$(i)$ $\frac{1}{2}N_{2(g)} + \frac{3}{2}H_{2(g)} \rightleftharpoons NH_{3(g)}$ at $298 \ K$ has $\Delta G^{\Theta} = -16.5 \ kJ \ mol^{-1}$. Find $K_p$.
$(ii)$ At $298 \ K$,for $N_{2(g)} + 3H_{2(g)} \rightleftharpoons 2NH_{3(g)}$,calculate $K_p$ and $\Delta G^{\Theta}$.

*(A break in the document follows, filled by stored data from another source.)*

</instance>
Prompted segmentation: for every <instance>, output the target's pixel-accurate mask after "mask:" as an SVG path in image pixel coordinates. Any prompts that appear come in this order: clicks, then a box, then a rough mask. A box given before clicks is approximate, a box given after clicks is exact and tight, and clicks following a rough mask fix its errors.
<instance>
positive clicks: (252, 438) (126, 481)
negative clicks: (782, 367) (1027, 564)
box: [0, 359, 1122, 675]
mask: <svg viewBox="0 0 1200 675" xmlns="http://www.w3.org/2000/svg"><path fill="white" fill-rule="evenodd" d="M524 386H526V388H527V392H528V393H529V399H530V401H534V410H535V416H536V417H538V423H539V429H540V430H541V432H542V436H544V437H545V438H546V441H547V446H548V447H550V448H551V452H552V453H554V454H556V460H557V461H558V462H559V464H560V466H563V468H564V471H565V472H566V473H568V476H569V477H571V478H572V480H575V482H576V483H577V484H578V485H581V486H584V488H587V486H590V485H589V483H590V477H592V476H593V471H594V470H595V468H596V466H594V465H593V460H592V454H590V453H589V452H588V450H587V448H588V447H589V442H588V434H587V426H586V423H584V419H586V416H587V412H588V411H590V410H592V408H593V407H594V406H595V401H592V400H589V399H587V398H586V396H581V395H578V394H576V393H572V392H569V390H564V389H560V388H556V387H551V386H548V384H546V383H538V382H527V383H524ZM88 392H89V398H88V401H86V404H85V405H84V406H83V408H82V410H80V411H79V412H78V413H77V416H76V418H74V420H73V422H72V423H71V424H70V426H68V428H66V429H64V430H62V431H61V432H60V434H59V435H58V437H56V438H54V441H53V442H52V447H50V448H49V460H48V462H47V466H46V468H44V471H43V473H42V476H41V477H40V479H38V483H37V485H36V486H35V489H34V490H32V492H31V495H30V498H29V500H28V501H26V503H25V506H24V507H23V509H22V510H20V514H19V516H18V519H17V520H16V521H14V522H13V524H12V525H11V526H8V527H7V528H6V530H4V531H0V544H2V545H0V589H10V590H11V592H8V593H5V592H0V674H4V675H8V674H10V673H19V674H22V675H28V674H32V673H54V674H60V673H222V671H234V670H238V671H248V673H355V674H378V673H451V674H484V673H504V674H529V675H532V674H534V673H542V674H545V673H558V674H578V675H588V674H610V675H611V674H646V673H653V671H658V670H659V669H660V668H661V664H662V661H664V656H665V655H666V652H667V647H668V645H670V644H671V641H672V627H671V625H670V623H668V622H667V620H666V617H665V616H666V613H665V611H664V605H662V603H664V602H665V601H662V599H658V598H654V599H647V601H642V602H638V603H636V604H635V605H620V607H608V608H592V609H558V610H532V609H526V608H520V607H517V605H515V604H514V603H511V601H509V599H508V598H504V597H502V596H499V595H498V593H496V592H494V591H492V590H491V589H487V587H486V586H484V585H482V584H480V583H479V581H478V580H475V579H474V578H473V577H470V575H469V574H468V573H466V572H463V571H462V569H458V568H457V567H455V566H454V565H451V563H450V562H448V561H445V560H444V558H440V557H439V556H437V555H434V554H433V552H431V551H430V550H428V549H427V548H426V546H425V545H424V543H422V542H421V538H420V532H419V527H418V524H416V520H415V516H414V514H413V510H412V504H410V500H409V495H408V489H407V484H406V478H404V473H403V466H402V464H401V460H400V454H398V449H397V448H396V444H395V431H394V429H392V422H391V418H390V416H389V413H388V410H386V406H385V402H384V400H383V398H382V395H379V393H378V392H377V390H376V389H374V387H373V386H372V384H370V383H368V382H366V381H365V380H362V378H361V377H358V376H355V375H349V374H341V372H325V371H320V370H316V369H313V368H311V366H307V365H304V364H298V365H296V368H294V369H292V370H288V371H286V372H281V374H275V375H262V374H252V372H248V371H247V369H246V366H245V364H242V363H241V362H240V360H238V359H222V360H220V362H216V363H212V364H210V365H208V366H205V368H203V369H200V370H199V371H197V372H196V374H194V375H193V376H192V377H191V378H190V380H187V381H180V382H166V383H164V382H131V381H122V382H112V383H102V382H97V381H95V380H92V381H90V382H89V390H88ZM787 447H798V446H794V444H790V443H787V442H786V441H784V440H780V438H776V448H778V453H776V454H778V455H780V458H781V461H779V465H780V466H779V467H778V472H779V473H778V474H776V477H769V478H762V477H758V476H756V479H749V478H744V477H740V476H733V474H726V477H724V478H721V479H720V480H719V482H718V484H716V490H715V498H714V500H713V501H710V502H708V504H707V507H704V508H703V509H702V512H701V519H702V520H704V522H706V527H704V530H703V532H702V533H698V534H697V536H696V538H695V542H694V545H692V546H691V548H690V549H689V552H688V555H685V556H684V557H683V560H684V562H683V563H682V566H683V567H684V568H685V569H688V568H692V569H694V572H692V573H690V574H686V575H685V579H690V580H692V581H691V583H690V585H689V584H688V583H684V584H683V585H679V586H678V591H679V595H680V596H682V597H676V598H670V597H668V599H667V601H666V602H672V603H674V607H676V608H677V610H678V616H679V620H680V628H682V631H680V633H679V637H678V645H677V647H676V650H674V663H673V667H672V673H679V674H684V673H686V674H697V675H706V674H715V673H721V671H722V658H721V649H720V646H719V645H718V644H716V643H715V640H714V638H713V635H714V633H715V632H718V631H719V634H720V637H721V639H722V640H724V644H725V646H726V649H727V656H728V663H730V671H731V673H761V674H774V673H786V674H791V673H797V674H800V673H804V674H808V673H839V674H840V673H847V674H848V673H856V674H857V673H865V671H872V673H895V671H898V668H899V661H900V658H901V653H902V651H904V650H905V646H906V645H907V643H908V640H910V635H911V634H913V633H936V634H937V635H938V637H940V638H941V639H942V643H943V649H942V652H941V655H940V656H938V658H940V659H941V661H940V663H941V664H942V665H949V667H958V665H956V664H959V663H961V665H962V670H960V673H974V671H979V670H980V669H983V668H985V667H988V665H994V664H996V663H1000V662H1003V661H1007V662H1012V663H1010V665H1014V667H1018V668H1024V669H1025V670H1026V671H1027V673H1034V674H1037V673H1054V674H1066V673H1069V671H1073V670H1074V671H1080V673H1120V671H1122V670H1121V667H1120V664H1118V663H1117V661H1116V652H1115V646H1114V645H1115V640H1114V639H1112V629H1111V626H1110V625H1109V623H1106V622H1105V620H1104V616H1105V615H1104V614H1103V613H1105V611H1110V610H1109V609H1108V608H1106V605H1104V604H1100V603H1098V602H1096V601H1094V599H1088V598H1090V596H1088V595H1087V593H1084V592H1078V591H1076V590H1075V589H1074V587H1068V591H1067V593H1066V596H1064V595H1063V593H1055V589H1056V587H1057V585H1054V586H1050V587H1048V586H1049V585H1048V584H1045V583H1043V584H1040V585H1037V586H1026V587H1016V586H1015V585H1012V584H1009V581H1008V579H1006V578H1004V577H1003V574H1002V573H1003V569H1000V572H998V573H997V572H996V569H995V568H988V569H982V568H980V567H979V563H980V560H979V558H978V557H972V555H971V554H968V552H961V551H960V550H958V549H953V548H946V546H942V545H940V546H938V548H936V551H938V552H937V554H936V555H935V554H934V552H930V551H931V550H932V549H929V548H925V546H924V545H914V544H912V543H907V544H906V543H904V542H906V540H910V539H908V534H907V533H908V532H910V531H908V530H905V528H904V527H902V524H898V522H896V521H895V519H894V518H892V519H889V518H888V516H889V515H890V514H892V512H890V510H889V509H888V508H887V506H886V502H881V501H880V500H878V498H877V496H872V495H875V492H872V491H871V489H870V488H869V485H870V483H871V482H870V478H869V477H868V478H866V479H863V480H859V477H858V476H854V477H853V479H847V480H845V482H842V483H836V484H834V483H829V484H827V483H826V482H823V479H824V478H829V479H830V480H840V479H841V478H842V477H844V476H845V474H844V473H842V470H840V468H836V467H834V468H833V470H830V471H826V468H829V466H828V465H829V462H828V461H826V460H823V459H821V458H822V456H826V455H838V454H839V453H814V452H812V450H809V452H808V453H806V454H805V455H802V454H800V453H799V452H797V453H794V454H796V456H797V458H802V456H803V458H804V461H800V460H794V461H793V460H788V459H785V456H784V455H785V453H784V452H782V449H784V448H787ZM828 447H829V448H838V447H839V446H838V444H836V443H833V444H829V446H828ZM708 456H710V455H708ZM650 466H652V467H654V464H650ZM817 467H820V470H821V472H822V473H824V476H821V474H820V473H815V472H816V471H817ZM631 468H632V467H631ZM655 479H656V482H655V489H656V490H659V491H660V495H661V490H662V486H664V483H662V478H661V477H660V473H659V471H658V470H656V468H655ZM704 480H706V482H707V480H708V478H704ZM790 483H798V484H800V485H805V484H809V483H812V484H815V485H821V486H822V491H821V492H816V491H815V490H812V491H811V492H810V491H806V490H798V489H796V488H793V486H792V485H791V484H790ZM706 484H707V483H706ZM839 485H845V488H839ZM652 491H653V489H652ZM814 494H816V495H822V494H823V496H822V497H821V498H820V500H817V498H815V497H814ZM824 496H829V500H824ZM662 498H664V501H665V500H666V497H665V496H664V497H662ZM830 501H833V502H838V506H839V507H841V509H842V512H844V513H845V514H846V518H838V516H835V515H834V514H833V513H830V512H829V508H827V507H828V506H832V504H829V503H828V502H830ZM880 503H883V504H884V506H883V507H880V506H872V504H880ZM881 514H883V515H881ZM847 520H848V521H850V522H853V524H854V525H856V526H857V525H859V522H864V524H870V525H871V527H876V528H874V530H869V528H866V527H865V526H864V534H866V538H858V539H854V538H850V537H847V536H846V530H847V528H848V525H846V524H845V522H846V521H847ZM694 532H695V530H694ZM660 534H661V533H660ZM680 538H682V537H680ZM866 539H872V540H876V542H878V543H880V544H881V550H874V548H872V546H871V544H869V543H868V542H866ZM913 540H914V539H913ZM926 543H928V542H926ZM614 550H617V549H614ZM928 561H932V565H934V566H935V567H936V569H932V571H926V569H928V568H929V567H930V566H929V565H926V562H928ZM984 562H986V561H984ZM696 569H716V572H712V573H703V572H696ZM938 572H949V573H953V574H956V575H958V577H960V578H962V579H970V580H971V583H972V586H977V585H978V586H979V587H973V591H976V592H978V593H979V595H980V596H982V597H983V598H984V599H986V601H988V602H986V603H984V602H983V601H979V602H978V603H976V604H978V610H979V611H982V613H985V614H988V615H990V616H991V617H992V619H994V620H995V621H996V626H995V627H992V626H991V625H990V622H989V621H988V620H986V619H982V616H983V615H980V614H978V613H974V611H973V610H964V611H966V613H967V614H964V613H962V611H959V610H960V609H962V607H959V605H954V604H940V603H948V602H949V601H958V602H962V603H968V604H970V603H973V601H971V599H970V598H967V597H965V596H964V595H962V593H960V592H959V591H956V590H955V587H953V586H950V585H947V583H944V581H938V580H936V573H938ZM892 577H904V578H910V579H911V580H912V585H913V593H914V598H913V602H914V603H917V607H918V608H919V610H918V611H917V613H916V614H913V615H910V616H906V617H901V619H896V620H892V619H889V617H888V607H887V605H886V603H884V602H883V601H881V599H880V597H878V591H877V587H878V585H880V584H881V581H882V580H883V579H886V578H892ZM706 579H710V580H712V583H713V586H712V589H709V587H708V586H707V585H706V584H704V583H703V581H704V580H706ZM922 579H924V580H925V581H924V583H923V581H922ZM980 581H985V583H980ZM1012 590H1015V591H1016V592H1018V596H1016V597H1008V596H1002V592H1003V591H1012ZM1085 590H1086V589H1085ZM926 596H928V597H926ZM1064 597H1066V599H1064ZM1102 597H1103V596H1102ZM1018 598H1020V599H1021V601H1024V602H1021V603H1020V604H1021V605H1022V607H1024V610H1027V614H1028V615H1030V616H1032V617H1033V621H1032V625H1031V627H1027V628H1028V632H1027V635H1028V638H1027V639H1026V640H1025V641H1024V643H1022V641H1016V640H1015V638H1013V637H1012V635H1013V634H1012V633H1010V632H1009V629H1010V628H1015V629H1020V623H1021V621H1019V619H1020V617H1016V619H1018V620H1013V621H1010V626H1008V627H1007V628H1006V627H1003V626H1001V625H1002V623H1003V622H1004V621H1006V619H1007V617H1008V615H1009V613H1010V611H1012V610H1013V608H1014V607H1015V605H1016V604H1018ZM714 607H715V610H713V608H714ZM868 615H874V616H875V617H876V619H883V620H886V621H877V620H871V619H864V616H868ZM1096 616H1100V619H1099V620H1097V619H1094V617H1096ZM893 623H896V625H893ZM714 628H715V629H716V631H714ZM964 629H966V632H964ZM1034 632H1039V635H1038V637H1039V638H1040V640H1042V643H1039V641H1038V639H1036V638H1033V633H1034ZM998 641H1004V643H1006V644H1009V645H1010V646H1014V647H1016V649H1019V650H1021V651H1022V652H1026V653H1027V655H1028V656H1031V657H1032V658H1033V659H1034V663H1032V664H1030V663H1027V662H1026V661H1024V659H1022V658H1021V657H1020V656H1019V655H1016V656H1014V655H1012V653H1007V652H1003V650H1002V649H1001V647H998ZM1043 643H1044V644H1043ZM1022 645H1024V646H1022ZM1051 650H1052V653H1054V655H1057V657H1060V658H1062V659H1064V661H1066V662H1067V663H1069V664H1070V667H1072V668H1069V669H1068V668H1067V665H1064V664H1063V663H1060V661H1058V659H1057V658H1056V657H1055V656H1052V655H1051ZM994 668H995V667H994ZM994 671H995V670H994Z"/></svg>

(N/A) $(i)$ Using the relation $\Delta G^{\Theta} = -RT \ln K_p$:
$-16500 \ J \ mol^{-1} = -(8.314 \ J \ K^{-1} \ mol^{-1}) \times (298 \ K) \times \ln K_p$
$\ln K_p = \frac{16500}{8.314 \times 298} \approx 6.658$
$K_p = e^{6.658} \approx 779.4$
$(ii)$ The reaction $N_{2(g)} + 3H_{2(g)} \rightleftharpoons 2NH_{3(g)}$ is twice the first reaction.
Therefore,$\Delta G^{\Theta}_{new} = 2 \times (-16.5 \ kJ \ mol^{-1}) = -33 \ kJ \ mol^{-1}$.
$K_{p, new} = (K_p)^2 = (779.4)^2 \approx 6.07 \times 10^5$.